長い期間待った後に、Hadolintの最近のリリースでは多くの修正、改善がされており、ARM64バイナリに対するサポートが追加された。
HadolintはHaskellで書かれたツールである。これにより開発者はDockerfileを書くための公式のベストプラクティスを実施できるようになる。パフォーマンスとメンテナンスの問題に悩まされるだけでなく、最適でないDockerfileは攻撃に対してより脆弱になる。
Hadolintでは、Dockerfileが解析されASTが構築される。その上でいくつかのルールが実行され、不正な使用法が検出される。HadolintではRUNステートメント内で使われるBashコードをリントするためにSpellCheckが活用されている。
Hadolintでは、CI/CDパイプラインとの統合に役立つCLIツールが提供される。次の例のように、Hadolintを簡単に実行できる。
hadolint Dockerfile
出力には、ルール違反に対応するメッセージのリストが表示される。それぞれについて、hadolintでは、その違反が発生する行番号とルールIDが示される(例「DL4000: error: MAINTAINERは非推奨になりました」)。違反はerror、warning、info、style、ignore、noneの6つの重要度のカテゴリに分類される。

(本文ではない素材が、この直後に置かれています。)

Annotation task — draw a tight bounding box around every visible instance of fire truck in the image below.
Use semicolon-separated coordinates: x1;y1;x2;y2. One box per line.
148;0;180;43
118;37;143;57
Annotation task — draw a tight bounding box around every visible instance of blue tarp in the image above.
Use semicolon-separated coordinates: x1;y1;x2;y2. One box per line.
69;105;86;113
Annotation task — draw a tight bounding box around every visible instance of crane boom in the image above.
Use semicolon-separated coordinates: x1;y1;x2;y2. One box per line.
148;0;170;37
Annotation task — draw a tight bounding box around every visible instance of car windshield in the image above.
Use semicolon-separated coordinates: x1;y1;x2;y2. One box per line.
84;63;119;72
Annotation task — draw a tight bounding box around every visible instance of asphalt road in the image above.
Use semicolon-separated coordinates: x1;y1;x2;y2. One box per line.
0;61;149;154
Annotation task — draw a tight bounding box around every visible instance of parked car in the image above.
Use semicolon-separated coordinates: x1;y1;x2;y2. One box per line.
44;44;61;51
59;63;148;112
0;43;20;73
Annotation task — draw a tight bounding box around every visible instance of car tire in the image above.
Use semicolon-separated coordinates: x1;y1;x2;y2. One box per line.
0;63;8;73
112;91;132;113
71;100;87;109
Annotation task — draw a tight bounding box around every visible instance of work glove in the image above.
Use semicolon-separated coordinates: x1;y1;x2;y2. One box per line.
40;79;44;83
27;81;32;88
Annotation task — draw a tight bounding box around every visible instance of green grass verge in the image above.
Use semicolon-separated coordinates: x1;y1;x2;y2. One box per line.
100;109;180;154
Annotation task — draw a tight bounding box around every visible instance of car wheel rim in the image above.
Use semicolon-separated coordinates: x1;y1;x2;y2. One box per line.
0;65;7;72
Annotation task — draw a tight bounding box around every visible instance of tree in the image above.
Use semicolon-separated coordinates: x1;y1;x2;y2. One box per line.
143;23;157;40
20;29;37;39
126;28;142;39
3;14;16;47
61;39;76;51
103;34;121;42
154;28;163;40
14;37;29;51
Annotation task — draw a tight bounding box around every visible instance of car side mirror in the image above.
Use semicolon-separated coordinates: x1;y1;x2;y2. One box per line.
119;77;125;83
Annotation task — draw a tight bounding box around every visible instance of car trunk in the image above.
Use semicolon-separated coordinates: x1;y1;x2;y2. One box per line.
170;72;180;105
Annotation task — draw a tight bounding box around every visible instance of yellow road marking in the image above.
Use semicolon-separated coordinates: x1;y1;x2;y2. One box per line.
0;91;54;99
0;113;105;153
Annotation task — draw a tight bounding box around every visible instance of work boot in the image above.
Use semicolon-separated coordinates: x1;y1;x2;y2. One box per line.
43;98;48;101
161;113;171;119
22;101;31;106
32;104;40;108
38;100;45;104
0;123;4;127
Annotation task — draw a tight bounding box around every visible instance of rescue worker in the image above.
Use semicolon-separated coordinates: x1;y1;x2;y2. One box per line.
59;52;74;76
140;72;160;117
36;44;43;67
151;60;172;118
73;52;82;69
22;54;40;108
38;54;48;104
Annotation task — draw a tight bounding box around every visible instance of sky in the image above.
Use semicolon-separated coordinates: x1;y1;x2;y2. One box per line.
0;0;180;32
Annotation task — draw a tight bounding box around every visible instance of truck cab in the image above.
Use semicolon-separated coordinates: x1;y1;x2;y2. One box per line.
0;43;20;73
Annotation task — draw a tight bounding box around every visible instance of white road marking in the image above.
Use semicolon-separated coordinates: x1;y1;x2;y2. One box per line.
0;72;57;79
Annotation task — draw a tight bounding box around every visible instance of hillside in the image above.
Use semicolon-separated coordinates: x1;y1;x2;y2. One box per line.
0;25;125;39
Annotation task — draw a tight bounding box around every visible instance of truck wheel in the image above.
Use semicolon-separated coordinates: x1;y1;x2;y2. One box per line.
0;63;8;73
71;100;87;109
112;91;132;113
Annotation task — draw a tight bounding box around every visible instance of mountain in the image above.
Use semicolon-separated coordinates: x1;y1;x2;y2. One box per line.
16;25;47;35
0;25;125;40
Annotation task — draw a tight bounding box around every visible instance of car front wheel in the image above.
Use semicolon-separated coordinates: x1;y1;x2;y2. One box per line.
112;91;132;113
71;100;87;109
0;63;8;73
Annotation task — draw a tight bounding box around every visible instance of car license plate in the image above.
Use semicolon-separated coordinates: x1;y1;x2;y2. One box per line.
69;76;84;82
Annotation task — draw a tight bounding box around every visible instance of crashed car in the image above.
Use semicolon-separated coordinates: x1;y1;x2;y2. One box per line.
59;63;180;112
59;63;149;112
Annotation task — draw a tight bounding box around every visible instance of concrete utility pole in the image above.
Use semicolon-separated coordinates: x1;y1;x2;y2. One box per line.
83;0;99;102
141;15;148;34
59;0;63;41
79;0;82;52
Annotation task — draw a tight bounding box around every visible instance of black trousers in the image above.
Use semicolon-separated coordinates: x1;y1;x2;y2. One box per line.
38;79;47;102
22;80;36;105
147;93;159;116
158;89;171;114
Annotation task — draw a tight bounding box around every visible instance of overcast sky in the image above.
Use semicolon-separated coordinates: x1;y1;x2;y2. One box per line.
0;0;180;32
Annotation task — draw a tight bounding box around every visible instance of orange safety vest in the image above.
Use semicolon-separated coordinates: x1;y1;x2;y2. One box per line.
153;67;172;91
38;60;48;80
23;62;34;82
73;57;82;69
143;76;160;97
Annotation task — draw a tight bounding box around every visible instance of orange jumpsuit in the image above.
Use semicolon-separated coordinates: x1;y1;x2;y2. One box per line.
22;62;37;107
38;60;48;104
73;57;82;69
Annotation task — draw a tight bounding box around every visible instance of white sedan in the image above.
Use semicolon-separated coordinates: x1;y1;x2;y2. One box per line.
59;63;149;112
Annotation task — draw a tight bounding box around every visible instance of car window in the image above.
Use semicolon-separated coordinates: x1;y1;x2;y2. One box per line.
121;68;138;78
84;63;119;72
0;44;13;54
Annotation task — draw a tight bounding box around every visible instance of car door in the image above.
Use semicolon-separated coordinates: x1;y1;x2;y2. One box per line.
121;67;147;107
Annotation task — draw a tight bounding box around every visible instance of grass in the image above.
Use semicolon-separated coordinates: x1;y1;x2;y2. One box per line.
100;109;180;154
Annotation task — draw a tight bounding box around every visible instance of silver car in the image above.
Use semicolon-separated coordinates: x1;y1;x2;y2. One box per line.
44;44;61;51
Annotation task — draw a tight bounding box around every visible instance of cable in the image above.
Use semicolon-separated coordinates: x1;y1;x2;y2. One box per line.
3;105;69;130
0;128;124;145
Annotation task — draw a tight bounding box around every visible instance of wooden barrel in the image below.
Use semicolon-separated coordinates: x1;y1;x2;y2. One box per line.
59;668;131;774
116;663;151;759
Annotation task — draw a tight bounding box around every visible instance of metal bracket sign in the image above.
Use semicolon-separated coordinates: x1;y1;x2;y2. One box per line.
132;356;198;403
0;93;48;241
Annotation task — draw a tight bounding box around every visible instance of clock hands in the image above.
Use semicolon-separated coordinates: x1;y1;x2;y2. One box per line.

違反では、DLプレフィックスが付いたHadolintルール、あるいはSLプレフィックスが付いたSpellCheckルールのいずれかが参照される。
Hadolint CLIは、特定のルールを無視するためのいくつかのオプション、すなわち--ignoreをサポートする。どの重要度レベルが障害を引き起こすかを決定するための重要度のしきい値変更をするには、--failure-thresholdを使う。また、特定のルールのデフォルトの重要度を上書きするために、例えば--errorや--infoを使う。別手段として、必要なすべてのオプションをYAML設定ファイルに記録することもできる。
Hadolintは、コマンドラインから統合できるようになるだけではない。注目すべきは、Visual Studio CodeまたはGitHub Actionsと簡単に統合できることである。
Hadolintは、macOSのbrewやWindowsのscoopを使ってローカルにインストールでき、Dockerイメージとしても利用できる。Dockerfileをすばやく確認したり、手間なくツールを試すために、オンラインバージョンのHadolintを使うことができる。